Singapura (ANTARA) - Harga minyak turun lebih dari satu persen di perdagangan Asia pada Senin sore, mundur dari kenaikan minggu lalu, karena pertanyaan tentang ekonomi China melebihi pengurangan produksi OPEC+ dan penurunan ketujuh berturut-turut dalam jumlah rig minyak dan gas yang beroperasi di Amerika Serikat.
Minyak mentah berjangka Brent tergelincir 78 sen atau 1,0 persen, menjadi diperdagangkan di 75,83 dolar AS per barel pada pukul 06.55 GMT, setelah jatuh sebanyak 1,27 dolar AS menjadi 75,34 dolar AS.

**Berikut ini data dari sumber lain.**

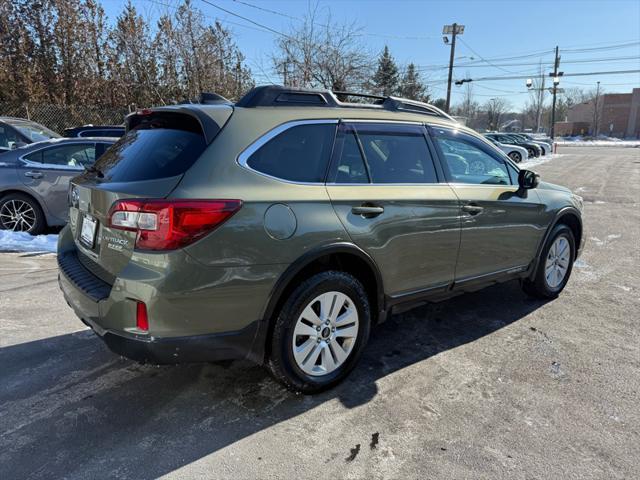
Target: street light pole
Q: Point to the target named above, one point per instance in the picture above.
(556, 80)
(595, 112)
(454, 30)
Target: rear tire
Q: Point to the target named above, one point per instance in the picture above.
(21, 213)
(554, 265)
(315, 345)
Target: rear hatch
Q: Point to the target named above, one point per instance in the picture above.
(148, 162)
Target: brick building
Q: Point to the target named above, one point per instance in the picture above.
(618, 116)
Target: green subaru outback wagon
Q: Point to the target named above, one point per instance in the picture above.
(281, 228)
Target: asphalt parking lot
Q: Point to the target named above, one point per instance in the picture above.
(487, 385)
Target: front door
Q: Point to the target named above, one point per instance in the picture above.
(384, 188)
(501, 225)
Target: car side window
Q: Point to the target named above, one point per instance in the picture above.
(396, 153)
(350, 164)
(299, 154)
(7, 137)
(76, 155)
(468, 162)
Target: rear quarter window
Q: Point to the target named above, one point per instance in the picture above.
(299, 154)
(160, 146)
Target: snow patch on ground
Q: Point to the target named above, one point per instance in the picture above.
(609, 142)
(23, 242)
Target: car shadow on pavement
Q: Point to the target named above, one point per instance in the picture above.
(70, 408)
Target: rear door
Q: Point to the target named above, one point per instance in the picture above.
(47, 172)
(501, 225)
(386, 190)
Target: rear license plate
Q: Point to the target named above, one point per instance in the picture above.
(88, 232)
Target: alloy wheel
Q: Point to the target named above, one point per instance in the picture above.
(557, 263)
(17, 215)
(325, 333)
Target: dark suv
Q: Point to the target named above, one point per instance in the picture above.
(283, 227)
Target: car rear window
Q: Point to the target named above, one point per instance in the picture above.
(160, 145)
(299, 154)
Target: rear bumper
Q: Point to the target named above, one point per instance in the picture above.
(198, 348)
(90, 298)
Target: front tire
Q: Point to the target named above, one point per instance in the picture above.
(554, 265)
(320, 332)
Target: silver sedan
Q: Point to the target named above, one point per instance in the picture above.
(34, 180)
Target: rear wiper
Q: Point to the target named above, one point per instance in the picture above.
(94, 169)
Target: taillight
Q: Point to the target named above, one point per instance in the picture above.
(142, 319)
(170, 224)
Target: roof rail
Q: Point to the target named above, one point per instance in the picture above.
(277, 95)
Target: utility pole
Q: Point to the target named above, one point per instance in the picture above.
(595, 112)
(452, 30)
(556, 81)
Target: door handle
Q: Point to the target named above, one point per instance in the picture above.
(368, 211)
(472, 209)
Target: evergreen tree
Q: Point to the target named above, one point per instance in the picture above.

Minyak mentah berjangka West Texas Intermediate (WTI) AS terpangkas 76 sen atau 1,1 persen, menjadi diperdagangkan di 71,02 dolar AS per barel, setelah turun 1,15 dolar AS menjadi 70,63 dolar AS.
Pekan lalu, Brent membukukan kenaikan 2,4 persen dan WTI terangkat 2,3 persen.
"Ketidakpastian ekonomi China mungkin telah menyebabkan aksi jual setelah rebound dua hari di pasar minyak menjelang keputusan Bank Sentral China (PBoC) tentang suku bunga dasar pinjaman (LPR) minggu ini," kata Tina Teng, seorang analis di CMC Markets. .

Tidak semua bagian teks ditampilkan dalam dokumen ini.